I don't know how you get a SMOM passport - in most cases with non-state entities with statehood privileges, you become an officer at a certain level. A friend used to be a rapporteur for an ITU telecommunications standards committee (he signed off on V.32bis, modem fans!) and he had diplomatic status and a special passport as the ITU is part of the UN, and the UN has independent nation-state privileges.
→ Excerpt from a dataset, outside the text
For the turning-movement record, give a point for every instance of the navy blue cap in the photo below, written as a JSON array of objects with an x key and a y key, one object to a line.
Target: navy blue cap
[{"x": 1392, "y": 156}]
He used his privileges wisely - apparently, diplomatic status bods get access to uber-uber duty free booze, so he used to bring his Winnebago to Geneva, fill it full of orange juice and vodka ("The vodka cost less than the orange juice," he told me proudly) and put on some wild parties.

Which may explain some of the madness that went on around 56k modem standards, but I digress.

Anyway, if you want to buy EU citizenship through the Republic of Malta, it's roughly half a million euros.

The Malta Residence and Visa Programme Regulations (MRVP) otherwise known as Malta Golden Visa, is aimed at third-country nationals individuals and families seeking to reside, settle and stay in Malta.

The Malta Golden Visa is available to both the main applicants and their dependents, subject to a background check and a financial investment as it follows:

Property Requirement

Purchase of minimum €270,000 for a property situated in Gozo or in the south of Malta, or €320,000 elsewhere in Malta

Rental of minimum €10,000 per annum for a property in Gozo or in the south of Malta, or €12,000 per annum elsewhere in Malta.

Investment Requirement

​Makes an investment of minimum €250,000 in government bonds
Contribution Requirement

​A minimum contribution of €30,000 for a family.

But this is controversial and lots of judicial and other groups in Europe are lobbying to get this shut down - for some reason, it's been popular with Russians with large bank balances and a reluctance to engage in conversation.

(Gozo is very nice, and my favourite bit of the Maltese archipelago. I had idyllic times there, drinking farmhouse wine, eating prickly pears, snorkelling in the spectacular underwater scenery, and collecting fossils in the corn-yellow limestone. Just avoid the Mafia's weed plantations on the north of the island, and you'll be fine.)